Jill Martin, a Today Show contributor, writes in her book, “I Have Nothing To Wear”, that women should get rid of 75% of their closets. That means going through all those clothes, shoes, scarves and belts and finding the 25% that you can’t live without. I love a good challenge. In fact, I was so inspired after I watched Jill’s segment on Today that I ran upstairs to get started.
At the end of my great closet purge I ended up getting rid of two pairs of jeans, a black vest and a sweater. Four items. Not even close to 75% of my closet. So where did I go wrong? Or should I say, where did I go right?
Several years ago I heard a professional organizer share tips on how to keep closets under control. She advised that for every new item you buy you should get rid of an old item. I thought this was an ingenious idea.
I loved her advice so much that I have made it an ongoing habit. The reason I didn’t have 75% of my closet to purge was because I’ve learned how to keep my closet under control.
Everything I own is something that I actually wear. At the end of each season I will make another assessment and if there are items that have gone unworn, they will eventually make it to the give-away pile.
So, how do we get started, and how do we keep our closets under control?
- Schedule a day to thoroughly go through your closets.
- Assess what you have and make piles.
- Keep items that you absolutely love, wear or use on a consistent basis.
- Donate items that do not fit properly or you haven’t worn for 6 months to a year. Anything that has been shoved to the back corner of your closet should probably go.
- Maybe items are those that you may want to think about. At the end of the day go through this pile and make your final decision.

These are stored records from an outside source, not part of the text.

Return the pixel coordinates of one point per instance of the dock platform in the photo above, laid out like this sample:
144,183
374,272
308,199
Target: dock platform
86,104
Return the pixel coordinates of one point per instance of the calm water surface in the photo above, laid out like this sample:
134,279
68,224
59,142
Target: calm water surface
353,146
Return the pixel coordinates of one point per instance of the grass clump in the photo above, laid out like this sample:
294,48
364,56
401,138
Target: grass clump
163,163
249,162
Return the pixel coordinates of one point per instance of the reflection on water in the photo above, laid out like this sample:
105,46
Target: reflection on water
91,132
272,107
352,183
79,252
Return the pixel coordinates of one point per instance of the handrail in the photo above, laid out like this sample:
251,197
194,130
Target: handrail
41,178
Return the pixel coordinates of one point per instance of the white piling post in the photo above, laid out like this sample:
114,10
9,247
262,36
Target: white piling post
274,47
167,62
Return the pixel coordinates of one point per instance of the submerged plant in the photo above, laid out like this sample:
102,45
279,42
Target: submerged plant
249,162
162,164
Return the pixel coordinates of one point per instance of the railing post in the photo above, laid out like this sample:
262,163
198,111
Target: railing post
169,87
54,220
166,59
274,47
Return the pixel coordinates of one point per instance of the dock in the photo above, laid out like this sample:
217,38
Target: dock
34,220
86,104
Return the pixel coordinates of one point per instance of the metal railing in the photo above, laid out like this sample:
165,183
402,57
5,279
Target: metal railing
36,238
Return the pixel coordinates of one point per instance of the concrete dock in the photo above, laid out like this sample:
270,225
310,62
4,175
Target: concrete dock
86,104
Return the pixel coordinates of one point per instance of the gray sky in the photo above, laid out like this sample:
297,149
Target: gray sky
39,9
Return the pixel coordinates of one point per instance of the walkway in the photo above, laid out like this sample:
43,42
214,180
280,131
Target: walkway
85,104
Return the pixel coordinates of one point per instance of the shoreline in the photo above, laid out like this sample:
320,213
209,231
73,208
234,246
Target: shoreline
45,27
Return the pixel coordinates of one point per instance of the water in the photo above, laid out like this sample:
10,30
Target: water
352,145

This is also a wonderful way to teach your kiddos how to manage their own stuff. I believe that training our kids on how to do a good closet and toy cleanse will give them a tremendous skill for years to come.
Here’s what I did with my girls:
- Schedule a portion of the day for a little one-on-one time.

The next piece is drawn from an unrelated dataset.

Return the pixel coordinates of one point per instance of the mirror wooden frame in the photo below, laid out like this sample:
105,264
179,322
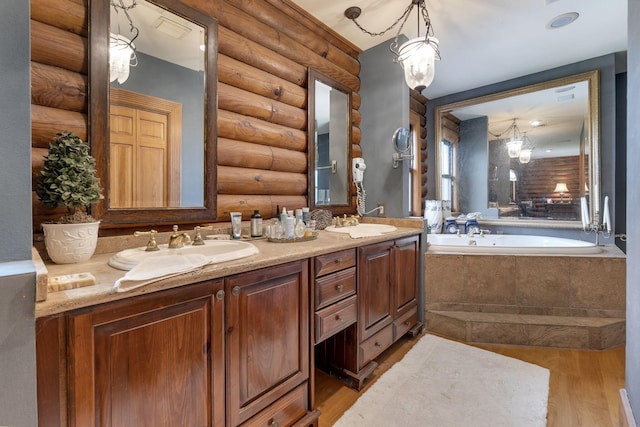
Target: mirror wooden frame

- Let the child Choose the area of the room/closet we will be focussing on first. (I like to pick two areas that we will tackle. The child chooses the order in which we work. This gives them a sense of control over the situation.)
- Have the child Expose the stuff and lay in on the floor.
- Allow the child to Assess items and put them in the appropriate piles.
This year my eight-year-old was responsible for going through all her drawers and hanging clothes and trying everything on to see what fit and what she had outgrown. She has learned how to make piles without my constant supervision. When she was done I checked on her work. She had re-organized her drawers with the clothes that still fit, and had put everything else in a pile ready for donation. I’ve been working with her for a long time, and she is becoming quite the pro.
My six-year-old struggles a bit more in this area. She is a very responsible little girl, but has a completely different temperament. I allow her to take her time and give her space to process as we work.
One of the things I have tried to do as we have gone through toys and placed them in piles, is to verbally walk them through the process. I will ask questions like, “Why would we put this in the give-away pile?” or “What makes this item a keeper?” I have found that by talking them through it, and encouraging them to articulate why they are deciding to keep or get rid of something, allows them to fully understand what we are doing. It’s not just about getting the job done, but knowing the why behind it. At least, that’s my approach.
I would LOVE to know if/when you have done your own closet cleansing, and how did you do it? Have any of you tried to purge 75% of your own closets? If you have children, how have you brought them along in the process? If you have any additional small-space living tips, please share them. I will post them in an upcoming edition of this small-space living series!